Windsor judge sets deadline for Unifor and Nemak to settle differences
Published Tuesday, September 10, 2019 5:50PM EDT
Last Updated Tuesday, September 10, 2019 8:01PM EDT
A Windsor judge has issued a stern warning to Nemak and Unifor.
Justice Terry Patterson is asking both sides to settle their differences or he'll consider laying stiff fines against Unifor and its local leadership.
Nemak is asking for daily fines totaling in the thousands of dollars, for the blockade at the Windsor plant for the last eight days.
Last Wednesday, the Ontario Labour Relations Board ordered Unifor to tear down the Nemak barricades and send their members back to work. They ignored it.
The next day, Nemak Canada was awareded a court-ordered injunction to have the union and its members stop their unlawful strike. It too was ignored.
On Tuesday, Nemak took the union to court for contempt of court.
Justice Patterson appeared very angry in court when he discussed Unifor's unlawful strike, saying "the union is playing with fire."
The union and its workers are protesting the plant's closure next year and the loss of jobs to Mexico.
If the dispute puts Nemak out of business, Patterson argued their jobs will be gone anyways.
Nemak lawyers wanted the judge to find national Unifor president Jerry Dias, Local 200 president John D'Agnolo and leaders Mike Jobin and Tim Little guilty of contempt.
They also wanted the judge to approve fines of $25,000 per day against Unifor and $2,000 per day against the individuals if they don’t clear the barricades by 12:01 a.m. Wednesday.
Patterson was reluctant to do that, arguing it would make their rift wider and not bring the parties closer together.
He urged both sides to get down to discussions and find a settlement quickly, saying this has gone on "long enough."
One of Nemak's lawyers took exception, calling it court sanctioned extortion, expecting the company to negotiate with the people who were barricading their factory.
“We continually keep in contact with the company,” says D’Agnolo. “First thing in the morning we usually call the plant manager and we have discussions and not once has he come to us let’s sit down and talk, because we’re ready to talk.”

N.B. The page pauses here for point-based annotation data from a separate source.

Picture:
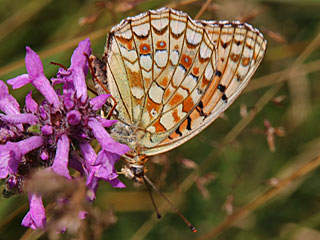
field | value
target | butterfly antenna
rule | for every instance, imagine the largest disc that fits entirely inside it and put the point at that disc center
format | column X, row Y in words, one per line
column 90, row 60
column 147, row 180
column 152, row 199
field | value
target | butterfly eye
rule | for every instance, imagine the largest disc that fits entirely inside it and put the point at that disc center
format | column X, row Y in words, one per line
column 137, row 170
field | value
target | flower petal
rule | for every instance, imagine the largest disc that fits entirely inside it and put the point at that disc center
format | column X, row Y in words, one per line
column 105, row 139
column 21, row 118
column 88, row 153
column 106, row 122
column 79, row 68
column 97, row 102
column 19, row 81
column 31, row 105
column 12, row 152
column 74, row 117
column 8, row 104
column 38, row 79
column 60, row 164
column 36, row 217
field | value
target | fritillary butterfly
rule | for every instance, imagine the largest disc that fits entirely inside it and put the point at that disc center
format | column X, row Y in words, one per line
column 172, row 76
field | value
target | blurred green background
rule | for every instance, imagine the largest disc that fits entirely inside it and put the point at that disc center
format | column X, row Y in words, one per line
column 228, row 181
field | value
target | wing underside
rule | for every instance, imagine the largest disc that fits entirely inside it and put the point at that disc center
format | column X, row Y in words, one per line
column 173, row 76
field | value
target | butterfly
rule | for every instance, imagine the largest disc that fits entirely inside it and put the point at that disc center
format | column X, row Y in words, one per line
column 171, row 77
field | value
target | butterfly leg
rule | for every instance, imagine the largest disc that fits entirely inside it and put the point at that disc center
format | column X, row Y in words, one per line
column 93, row 61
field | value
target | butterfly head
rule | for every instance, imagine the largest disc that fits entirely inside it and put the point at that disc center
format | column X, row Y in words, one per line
column 134, row 172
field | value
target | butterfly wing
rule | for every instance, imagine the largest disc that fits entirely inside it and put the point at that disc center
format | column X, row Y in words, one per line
column 240, row 49
column 172, row 76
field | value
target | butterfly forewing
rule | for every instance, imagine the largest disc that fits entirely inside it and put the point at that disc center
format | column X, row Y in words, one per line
column 172, row 76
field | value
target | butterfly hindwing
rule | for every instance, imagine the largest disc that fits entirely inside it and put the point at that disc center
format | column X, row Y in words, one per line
column 172, row 76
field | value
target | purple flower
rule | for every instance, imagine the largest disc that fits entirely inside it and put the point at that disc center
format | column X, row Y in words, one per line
column 57, row 132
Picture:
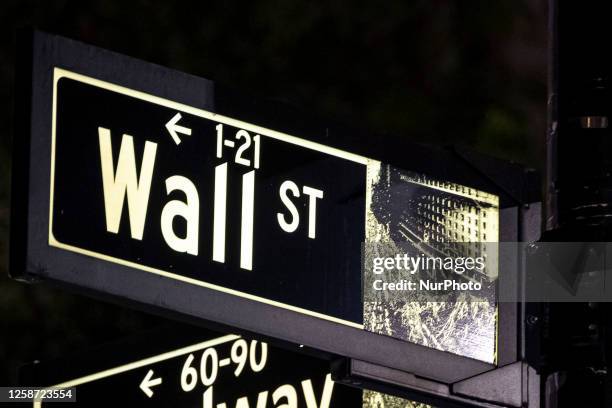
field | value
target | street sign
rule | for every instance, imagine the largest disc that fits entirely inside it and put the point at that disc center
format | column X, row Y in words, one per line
column 215, row 371
column 155, row 188
column 198, row 197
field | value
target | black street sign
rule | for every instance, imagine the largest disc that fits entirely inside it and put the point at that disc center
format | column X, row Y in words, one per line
column 164, row 191
column 215, row 371
column 194, row 196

Company officials issued a statement on Monday, saying they were open to dialogue with Unifor about their grievance over closing the plant before the end of their collective agreement in 2022.
Patterson has given the two sides until 2 p.m. Friday to settle this dispute.
If the barricades are still in place at that time, Patterson says he will hear arguments about contempt and could consider penalties.